1682 Karel, provisional designation 1949 PH, is a stony Florian asteroid from the inner regions of the asteroid belt, approximately 7.5 kilometers in diameter. It was discovered on 2 August 1949, by German astronomer Karl Reinmuth at Heidelberg Observatory in southern Germany.
Karel is a member of the Flora family, one of the largest collisional populations of stony asteroids in the main-belt. It orbits the Sun at a distance of 1.8–2.7 AU once every 3 years and 4 months (1,223 days). Its orbit has an eccentricity of 0.19 and an inclination of 4° with respect to the ecliptic. In 1929, Karel was first identified as 1929 SD at Heidelberg, extending the body's observation arc by 20 years prior to its official discovery observation.
In January 2008, astronomers François Colas, Jean Lecacheux, Federico Manzini and Raoul Behrend obtained a rotational light-curve of Karel from photometric observations. It gave a well-defined rotation period of 3.37485 hours with a brightness variation of 0.47 in magnitude (U=3). An identical period was modeled from the Lowell Photometric Database (U=n.a.).
According to the survey carried out by the Japanese Akari satellite and NASA's Wide-field Infrared Survey Explorer with its subsequent NEOWISE mission, Karel measures 4.80 and 7.27 kilometers in diameter, and its surface has an albedo of 0.278 and 0.531, respectively. The Collaborative Asteroid Lightcurve Link assumes an albedo of 0.24 – derived from 8 Flora, the largest member and namesake of this family – and calculates a diameter of 7.47 kilometers based on an absolute magnitude of 12.8.

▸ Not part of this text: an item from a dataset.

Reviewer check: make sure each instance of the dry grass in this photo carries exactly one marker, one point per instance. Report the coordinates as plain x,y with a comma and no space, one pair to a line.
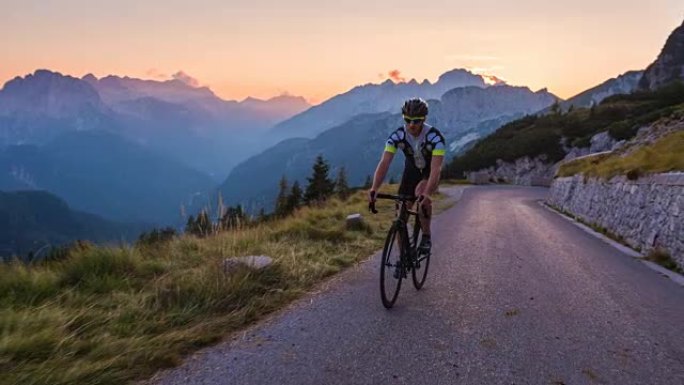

This minor planet was named after Karel van Houten, son of Dutch astronomers Ingrid and Cornelis van Houten of the Leiden Observatory. Together with Ingrid, Reinmuth discovered the minor planet 1691 Oort in 1956. Reinmuth also named his two discoveries, 1673 van Houten and 1674 Groeneveld, after the prolific couple of Dutch astronomers. Naming citation was published before November 1977 (M.P.C. 2901).